I think we all want to believe that someone can save us from our fate; perhaps we even need to believe this in order to carry on with our everyday lives. Facing the reality that we suffer and we die, is too much to bear most of the time; and the truth of our powerlessness in the face of death—ultimately—is something we’d like to forget. So, we create endless ways to distract ourselves from this truth. But we still maintain hope that somebody can save us from this fate; since we know that we can’t save ourselves.
Some of us may trust in science to save us, some of us may trust in God to save us; and some of us may even trust that science is a gift from God that will save us. (Though I believe that science and God can work hand in hand, through the agency of man, this isn’t the point I want to make. I’m not arguing here for one, or against the other.) Rather, I want to make the simpler point, that each of us tend to act upon a faith in man, or in God, but not both. In our decisions and attitudes of daily life, we choose to have faith in either man or in God, but not in both equally. Perhaps we have a bit of faith in both, but one or the other will be ascendant when push comes to shove, or when we are gripped by the fear of death.
Matters of life and death tend to bring this to the surface; but in most cases this is a private matter. It arises when we confront our own mortality; when we discover we have cancer, or when we are in an accident, for instance. But rarely is this confrontation experienced simultaneously by a whole society in a public way. Rarely do we collectively face an existential threat together, as a nation, or as a civilization. But here we are, confronting a virus that has been posed as an existential threat to each of us, as members of this civilization, and we are all confronting this threat to our existence simultaneously, and publicly. Because of this virus, we are each being confronted by our own mortality in a very public way, with very interesting results.
The fact that we are having very different responses to the fears brought on by the pandemic is not surprising. The fact that we don’t have empathy for one another’s responses however, is a testament to our narcissism. We want everyone to be like us; to see things only in the way we see them.

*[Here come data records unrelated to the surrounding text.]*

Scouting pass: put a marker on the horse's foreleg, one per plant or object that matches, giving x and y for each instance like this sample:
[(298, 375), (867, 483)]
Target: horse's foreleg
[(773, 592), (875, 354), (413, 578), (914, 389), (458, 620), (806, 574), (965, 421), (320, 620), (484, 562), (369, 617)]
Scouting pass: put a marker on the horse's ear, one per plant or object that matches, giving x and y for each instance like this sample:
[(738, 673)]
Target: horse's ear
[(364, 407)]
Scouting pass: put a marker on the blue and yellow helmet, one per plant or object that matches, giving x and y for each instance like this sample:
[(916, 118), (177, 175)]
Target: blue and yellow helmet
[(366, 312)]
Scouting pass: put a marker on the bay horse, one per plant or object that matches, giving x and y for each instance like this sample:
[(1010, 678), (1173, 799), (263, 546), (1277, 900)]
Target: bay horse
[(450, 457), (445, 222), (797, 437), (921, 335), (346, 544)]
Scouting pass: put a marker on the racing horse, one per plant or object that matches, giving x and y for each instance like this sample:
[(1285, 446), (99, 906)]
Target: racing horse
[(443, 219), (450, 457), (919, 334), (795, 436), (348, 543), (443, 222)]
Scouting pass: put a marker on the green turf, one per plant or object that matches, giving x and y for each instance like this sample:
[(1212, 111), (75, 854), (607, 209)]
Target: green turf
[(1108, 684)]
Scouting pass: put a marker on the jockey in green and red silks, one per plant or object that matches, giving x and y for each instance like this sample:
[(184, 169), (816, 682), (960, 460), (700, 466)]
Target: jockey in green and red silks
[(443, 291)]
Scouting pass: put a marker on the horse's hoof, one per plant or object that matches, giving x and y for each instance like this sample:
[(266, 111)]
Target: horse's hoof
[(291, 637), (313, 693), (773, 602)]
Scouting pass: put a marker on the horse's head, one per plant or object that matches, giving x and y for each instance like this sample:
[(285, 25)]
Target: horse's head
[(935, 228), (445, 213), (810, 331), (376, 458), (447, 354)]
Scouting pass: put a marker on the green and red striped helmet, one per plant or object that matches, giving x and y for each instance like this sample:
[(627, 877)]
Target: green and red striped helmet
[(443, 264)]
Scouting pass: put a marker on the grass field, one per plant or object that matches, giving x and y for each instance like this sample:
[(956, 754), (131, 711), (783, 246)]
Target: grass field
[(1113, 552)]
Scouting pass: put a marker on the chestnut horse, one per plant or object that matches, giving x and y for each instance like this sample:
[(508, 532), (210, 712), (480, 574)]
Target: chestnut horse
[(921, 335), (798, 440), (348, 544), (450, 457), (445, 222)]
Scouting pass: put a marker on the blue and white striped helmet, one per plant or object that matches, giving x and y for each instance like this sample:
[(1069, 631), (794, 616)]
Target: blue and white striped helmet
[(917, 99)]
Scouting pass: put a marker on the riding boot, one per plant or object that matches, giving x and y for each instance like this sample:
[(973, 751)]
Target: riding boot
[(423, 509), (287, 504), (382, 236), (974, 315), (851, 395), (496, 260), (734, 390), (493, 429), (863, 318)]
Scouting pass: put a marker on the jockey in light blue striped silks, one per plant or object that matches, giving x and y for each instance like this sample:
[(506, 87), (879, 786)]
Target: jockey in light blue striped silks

And we leverage guilt and shame in an attempt to force others to act in conformance with our way. But death is a private matter, and the manner of facing our own mortality is not something to be prescribed by others, no matter how frightened we may be.
I am reminded of a passage from scripture in which King David is given a choice to put his immediate fate into the hands of man or God. He responds this way: “Please let us fall into the hands of the Lord, for His mercies are great; but do not let me fall into the hand of man.”
If you were asked the same question today, in relation to our current pandemic, how might you answer?
There are so many ways to frame our current dilemmas related to this pandemic, and our responses to it. Yet, I believe a fundamental aspect of our problems are a matter of where we put our faith, which determines our responses.
We may trust the experts, and thus follow their directions to the letter, hoping they have the answers. We can cite past medical breakthroughs to support us in this: penicillin and polio vaccines as two obvious examples. Or we may distrust the experts, recognizing that humans often have competing motives and objectives. And there are countless examples of experts pretending to have our best interest at heart, but who were only serving their own economic, political or other personal objectives instead.
If we want to trust in man, we will likely ignore the dangers of doing so, and hope for the best. If we don’t want to trust in man, we may still recognize previous medical triumphs, but prefer to cautiously wait for more information to assess the situation more clearly, and protect ourselves from the possible malfeasance of other men.
In both cases, those with the opposite opinion will likely see the other as naïve, careless and foolhardy. Or worse, they will see the other as a danger to themselves and to others. This is the strange new phenomena of our collective, shared, and public confrontation with our mortality. The stakes have become quite high.
Yet, for those who may trust in God and his mercy, above man. We may want to live our lives—still with caution in the face of the virus—but also with freedom. We may prefer to trust in natural defenses, our own body’s ability to fight disease, to build natural resistance, the benefits of sun and wind and a good diet, sleep, exercise and the natural components of a healthy life. While protecting those obviously at greatest risk due to age or other underlying conditions. For those who don’t trust God, either because they don’t believe he exists, or because he allows suffering and death, they may distrust that God has our best interests in mind.
For Christians, like myself, we might say that we trust in both man and God. For others, I imagine they might say they trust in neither man nor God. In any case, whether we trust in one or the other, both, or neither, I believe that this issue of where we put our trust is at the very heart of our differences with respect to this virus, and it influences how we respond to all of the myriad issues revolving around this pandemic. It is a subject worth considering, and reflecting upon your own position; and it would provide a great social benefit if each of us allowed others to do the same. Matters of life and death are very personal concerns; I think we owe one another the respect, privacy and time to grapple with these things in the way that each of us need. In the end, this would be the triumph of our love over our fear.